I was in college, but I was also looking for my big break. I was actually strumming a guitar and singing in some hellhole upstate when I met Bashful Bob the fiddler. As soon as I was on a break, he came up to me.
"How much are they paying you here?" he asked.
I decided to impress him. "Fifty bucks," I said.
"I happen to know they're only paying you twenty," he answered. "But I have a band, and if it works out, we can pay you forty."
Maybe I had finally made the big time, I thought. Someone had noticed me, and my career was on the upswing. We played together for years after that, in various bands. Sometimes we got really fancy and played electric. We also had some really bad moments. Once, I took second place in a college fiddle contest, while he and another guy I knew tied for third. He really hated that. After all, he was the fiddler in the band and I was just the guitar player.

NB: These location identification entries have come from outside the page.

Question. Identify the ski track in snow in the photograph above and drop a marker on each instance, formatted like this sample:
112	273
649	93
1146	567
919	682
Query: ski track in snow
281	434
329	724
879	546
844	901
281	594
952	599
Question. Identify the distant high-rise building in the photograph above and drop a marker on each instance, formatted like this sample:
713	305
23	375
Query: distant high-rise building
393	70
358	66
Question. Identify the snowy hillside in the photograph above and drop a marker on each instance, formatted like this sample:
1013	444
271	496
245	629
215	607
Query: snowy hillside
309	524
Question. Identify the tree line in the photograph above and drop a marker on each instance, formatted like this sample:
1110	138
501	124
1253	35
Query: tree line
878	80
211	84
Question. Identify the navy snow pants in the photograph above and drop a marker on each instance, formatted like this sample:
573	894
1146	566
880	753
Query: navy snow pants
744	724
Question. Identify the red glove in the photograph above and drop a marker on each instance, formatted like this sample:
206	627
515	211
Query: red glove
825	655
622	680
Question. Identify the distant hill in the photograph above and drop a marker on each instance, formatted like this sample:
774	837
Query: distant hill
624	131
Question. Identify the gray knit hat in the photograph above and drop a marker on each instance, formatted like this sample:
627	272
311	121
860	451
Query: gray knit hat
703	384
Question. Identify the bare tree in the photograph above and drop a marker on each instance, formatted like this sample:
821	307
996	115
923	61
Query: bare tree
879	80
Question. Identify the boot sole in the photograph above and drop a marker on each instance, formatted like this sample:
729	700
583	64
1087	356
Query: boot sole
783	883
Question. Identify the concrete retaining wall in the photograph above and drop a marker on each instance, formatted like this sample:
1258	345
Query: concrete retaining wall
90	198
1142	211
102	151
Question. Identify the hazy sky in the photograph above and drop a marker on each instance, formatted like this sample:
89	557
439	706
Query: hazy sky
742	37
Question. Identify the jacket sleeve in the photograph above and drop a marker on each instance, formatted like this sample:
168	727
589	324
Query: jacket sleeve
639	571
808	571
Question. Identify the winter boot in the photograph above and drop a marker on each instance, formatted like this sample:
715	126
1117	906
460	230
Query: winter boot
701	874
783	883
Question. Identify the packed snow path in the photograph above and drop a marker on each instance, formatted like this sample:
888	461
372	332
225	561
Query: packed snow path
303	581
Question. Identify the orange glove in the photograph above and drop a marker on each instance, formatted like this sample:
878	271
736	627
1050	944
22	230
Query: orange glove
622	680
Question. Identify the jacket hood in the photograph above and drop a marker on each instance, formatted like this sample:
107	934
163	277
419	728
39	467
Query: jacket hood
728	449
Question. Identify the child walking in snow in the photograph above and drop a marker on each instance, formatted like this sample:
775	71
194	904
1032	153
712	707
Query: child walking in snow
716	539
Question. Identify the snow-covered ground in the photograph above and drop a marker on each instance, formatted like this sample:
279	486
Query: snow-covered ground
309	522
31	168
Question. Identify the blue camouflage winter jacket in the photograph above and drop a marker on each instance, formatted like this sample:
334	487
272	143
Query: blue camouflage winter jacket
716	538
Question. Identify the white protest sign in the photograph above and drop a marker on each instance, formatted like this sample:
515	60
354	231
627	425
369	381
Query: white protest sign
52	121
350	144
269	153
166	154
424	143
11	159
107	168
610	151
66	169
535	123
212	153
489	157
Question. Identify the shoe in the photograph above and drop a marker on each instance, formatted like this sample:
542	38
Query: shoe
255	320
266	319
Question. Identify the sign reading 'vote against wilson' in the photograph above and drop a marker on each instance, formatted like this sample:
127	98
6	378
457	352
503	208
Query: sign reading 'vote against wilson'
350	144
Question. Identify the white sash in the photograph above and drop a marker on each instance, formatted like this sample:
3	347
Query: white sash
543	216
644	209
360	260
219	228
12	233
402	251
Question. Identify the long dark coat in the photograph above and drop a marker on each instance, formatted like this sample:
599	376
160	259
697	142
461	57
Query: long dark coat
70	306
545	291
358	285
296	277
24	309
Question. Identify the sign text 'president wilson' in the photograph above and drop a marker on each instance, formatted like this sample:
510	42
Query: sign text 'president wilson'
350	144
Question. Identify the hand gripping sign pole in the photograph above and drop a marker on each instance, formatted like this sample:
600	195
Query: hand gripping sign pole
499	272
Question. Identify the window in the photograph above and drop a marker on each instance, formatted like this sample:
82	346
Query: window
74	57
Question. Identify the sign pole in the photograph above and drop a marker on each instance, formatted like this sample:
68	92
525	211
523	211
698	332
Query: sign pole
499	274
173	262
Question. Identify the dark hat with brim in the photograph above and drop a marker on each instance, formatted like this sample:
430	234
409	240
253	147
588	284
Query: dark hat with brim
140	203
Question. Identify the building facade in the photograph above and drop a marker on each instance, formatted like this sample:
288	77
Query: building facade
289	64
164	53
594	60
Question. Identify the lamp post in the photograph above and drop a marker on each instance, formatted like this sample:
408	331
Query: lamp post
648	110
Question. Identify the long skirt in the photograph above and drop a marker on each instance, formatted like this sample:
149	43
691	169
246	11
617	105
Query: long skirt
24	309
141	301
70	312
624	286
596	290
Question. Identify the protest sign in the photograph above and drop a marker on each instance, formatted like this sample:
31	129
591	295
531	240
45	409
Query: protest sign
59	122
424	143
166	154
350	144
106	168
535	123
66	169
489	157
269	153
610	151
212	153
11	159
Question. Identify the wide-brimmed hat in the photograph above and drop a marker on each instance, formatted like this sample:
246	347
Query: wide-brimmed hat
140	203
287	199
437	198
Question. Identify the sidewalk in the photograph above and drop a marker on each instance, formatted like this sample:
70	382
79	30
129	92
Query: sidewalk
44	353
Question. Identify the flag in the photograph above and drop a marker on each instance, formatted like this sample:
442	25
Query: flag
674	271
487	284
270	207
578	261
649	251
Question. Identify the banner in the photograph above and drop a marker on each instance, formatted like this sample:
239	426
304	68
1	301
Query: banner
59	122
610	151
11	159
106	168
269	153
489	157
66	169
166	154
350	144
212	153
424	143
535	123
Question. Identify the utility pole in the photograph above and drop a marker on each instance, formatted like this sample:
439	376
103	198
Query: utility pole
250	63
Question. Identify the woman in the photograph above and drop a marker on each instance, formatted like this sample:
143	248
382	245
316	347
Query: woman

If you want things to run smothly, and you work in a small company, you have to know your place. He never let me hear the end of that.
He had some nasty habits. He didn't believe in tipping and when groups of us went out, we'd ask for separate checks, one of him and another for the rest of us. He liked to meet strange women in bars, sometimes very strange women, and let them run up tabs that counted against our already low pay. They would pay us back, he'd say, but we'd never see them again.
We fell out when he failed to show up to a gig. He used to call square dances and I took this gig thinking he would do it. But someone offered him more money to play somewhere, and he took it. He told me it was a "grand opening," but I was unimpressed. In fact, I got stuck calling the square dance. This was challenging because I have no idea how to even dance a square dance. But I got a book somewhere and did my best.
I'm thinking of him lately because of Janus. I talk to a lot of people about what to do with non-duespayers. It's a tough call, but basically I think they're scabs. How will I treat people who make me shoulder the financial demands of union, shirk it themselves, but expect me to represent them anyway?
Bashful Bob and I used to play a little dive bar in Hoboken every Tuesday night. I think the bar would throw us a few bucks and we'd pass a hat for the rest. I was always polite, simply nodding when people declined to contribute. Bob had a different approach. He'd look at the person who failed to contribute, and sharply say, "Thank you. Hope you enjoyed the music.
I noticed that the next time he came around, people tended to contribute. I started using his technique when it was my turn, and it seemed to work.
Now our case is a little different, and we aren't exactly passing a hat. But I really wonder exactly how I will handle people who need assistance when they don't support us. A UFT official told me, "No, you have to represent them the same way you'd represent anyone else." I don't know, though. Would I be inclined to spend extra time researching charges against a person like that? Should I bother to investigate why this person is in trouble before going to a meeting about it?
There's the other side of the argument. The person will say, "See? Look, the union is useless. I needed help and the guy told me to put a letter in his box. Then I never heard from him."
On the other hand, that's the same guy who willfully freeloaded on my back. Whey shouldn't he get what he pays for? I don't know about winning over freeloaders. It would be kind of like asking Bashful Bob to leave a tip.